Hemochromatosis type 4 or ferroportin disease is an autosomal dominant form of primary iron overload which occurs in adults. An affected individual has a 50% chance of passing the disorder to offspring. Ferroportin binds with hepcidin to regulate export of iron from cells. Defective ferroportin is postulated to interfere with this function.
Ferroportin disease usually has features distinct from HFE hemochromatosis. There is an early increase in serum ferritin despite a low or normal transferrin saturation. Progressive iron accumulation occurs in organs especially the liver and spleen and reticuloendothelial macrophages. The pattern of iron accumulation in the liver is distinct when examined under the microscope. These patients may be hard to venesect as a borderline anemia with low tolerance to phlebotomy may occur. Venesection may have to consist of smaller units taken over a longer time.
However as more patients with ferroportin disease have been diagnosed the disorder has been shown to be clinically diverse. Some patients can present with a disorder similar to HFE hemochromatosis with high transferrin saturation and loading of iron in parenchymal tissues. Current thinking is that mutations in different regions of the ferroportin gene may cause different functional abnormalities.
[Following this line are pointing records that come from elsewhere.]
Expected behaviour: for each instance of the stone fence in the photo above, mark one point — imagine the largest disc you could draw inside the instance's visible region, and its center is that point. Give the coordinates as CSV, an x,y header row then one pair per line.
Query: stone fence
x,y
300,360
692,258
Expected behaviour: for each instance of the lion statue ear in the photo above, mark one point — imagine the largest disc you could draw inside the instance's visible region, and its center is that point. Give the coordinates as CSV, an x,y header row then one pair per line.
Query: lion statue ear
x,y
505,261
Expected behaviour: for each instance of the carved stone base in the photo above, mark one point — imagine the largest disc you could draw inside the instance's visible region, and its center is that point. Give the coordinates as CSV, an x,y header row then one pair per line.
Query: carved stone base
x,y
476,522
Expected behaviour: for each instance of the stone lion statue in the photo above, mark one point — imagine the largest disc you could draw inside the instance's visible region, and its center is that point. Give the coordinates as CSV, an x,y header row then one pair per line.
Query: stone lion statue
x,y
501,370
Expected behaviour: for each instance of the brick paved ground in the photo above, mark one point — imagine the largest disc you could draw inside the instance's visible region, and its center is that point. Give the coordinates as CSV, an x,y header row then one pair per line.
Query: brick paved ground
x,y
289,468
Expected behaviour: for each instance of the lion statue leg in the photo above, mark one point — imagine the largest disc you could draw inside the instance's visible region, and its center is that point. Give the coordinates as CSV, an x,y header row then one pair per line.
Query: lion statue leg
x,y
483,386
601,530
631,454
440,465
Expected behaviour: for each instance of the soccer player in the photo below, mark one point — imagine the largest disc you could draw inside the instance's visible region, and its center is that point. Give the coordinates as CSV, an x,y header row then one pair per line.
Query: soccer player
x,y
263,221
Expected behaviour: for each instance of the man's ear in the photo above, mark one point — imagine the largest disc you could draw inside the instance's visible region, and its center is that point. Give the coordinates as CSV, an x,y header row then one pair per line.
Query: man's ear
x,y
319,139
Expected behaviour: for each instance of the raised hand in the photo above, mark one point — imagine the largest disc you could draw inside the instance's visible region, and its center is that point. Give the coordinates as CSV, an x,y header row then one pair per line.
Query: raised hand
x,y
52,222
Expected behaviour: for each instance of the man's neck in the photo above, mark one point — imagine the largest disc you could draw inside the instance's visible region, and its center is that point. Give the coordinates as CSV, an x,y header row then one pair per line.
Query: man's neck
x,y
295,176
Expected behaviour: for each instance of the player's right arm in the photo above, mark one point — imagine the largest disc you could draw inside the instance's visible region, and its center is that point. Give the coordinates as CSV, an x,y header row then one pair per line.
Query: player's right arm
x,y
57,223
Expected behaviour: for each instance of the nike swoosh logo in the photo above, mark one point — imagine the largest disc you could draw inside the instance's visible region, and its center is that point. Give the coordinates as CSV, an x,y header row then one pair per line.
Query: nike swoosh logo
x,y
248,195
The ferroportin gene SLC40A1 (SLC11A3) is located on chromosome 2q32. The first descriptions of the disorder were in 1999 and the first identification of mutations was in 2001 in Dutch and Italian patients with the N144H and A77D mutations respectively. A previously described iron overload disorder in a Solomon Islander was subsequently shown to be a N144T mutation. The most common mutation is probably the Val 162 deletion which has been found widely in persons of different ethnicity from countries as diverse as the United Kingdom, Sri Lanka, Australia, Italy and Greece. Other mutations have been described in Chinese and Japanese patients and Canadian patients of Scandinavian origin. Ferroportin disease appears to be the most common form of iron overload after HFE hemochromatosis. It is possible that ferrroportin disease is actually the most common form of iron overload but undiscovered in the majority of patients worldwide as they do not have access to testing. A ferroportin mutation Q248H has been implicated as a possible cause of African Iron Overload, but this is not proven. Different presentations may occur at different ages for the same patient. It has been shown that transferrin saturation for the Val 162 deletion and to a lesser extent the A77D mutation rises as the patient ages.
Recent work using magnetic resonance imaging has shown differences associated with ferroportin mutations. A classic or common form characterized by liver, spleen and bone macrophage iron retention was shown to occur in patients carrying the A77D, G80S and Val 162 deletion ferroportin variants. A rarer non-classic form associated with liver iron overload but normal spleen and bone marrow iron content was noted in patients with the N144H mutation. Interestingly, in treated patients with the classic form, the spleen and the spine showed appreciable iron accumulation even when serum ferritin was normal and liver iron content low.